10.1.1 PCB Layout Guidelines for Internal DLPC4420 Power

The following guidelines to achieve desired controller performance relative to internal PLLs are recommended:

  • The DLPC4420 controller contains four PLLs (PLLM1, PLLM2, PLLD and PLLS), each of which have a dedicated 1.1V digital supply, and three (PLLM1, PLLM2 and PLLD) which have a dedicated 1.8-V analog supply. It is important to have filtering on the supply pins that covers a broad frequency range. Each 1.1V PLL supply pin must have individual high frequency filtering in the form of a ferrite bead and a 0.1µF ceramic capacitor. These components must be located very close to the individual PLL supply balls. The impedance of the ferrite bead must be greater than that of the capacitor at frequencies above 10MHz. The 1.1V to the PLL supply pins must also have low frequency filtering in the form of an RC filter. This filter can be common to all the PLLs. The voltage drop across the resistor is limited by the 1.1V regulator tolerance and the DLPC4420 device voltage tolerance. A resistance of 0.36 Ω and a 100 µF ceramic are recommended.
  • The analog 1.8V PLL power pins must have a similar filter topology as the 1.1V. In addition, it is recommended that the 1.8V be generated with a dedicated linear regulator.
  • When designing the overall supply filter network, care must be taken to ensure no resonance occurs. Particular care must be taken around the 1 to 2MHz band, as this coincides with the PLL natural loop frequency.

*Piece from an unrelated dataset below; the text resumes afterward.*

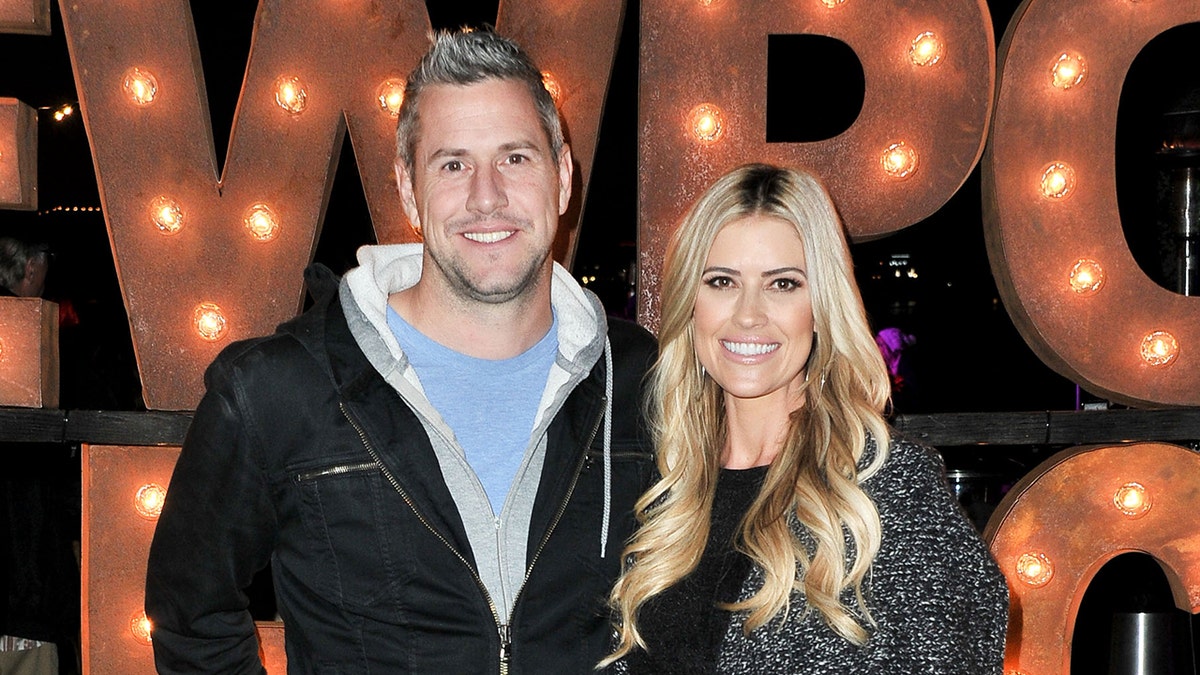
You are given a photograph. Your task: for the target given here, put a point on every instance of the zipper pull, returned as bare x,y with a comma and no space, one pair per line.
505,647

GUID-F3DDABE1-3DC7-4CE9-BC5A-576C17157374-low.jpgFigure 10-1 PLL Filter Layout

High frequency decoupling is required for both 1.1V and 1.8V PLL supplies and must be provided as close as possible to each of the PLL supply package pins. It is recommended to place decoupling capacitors under the package on the opposite side of the board. Use high quality, low-ESR, monolithic, surface mount capacitors. Typically 0.1µF for each PLL supply is sufficient. The length of a connecting trace increases the parasitic inductance of the mounting and thus, tracing should be avoided, allowing the via to butt up against the land itself. Additionally, the connecting trace has to be made as wide as possible. Further improvement can be made by placing vias to the side of the capacitor lands or doubling the number of vias.

The location of bulk decoupling depends on the system design.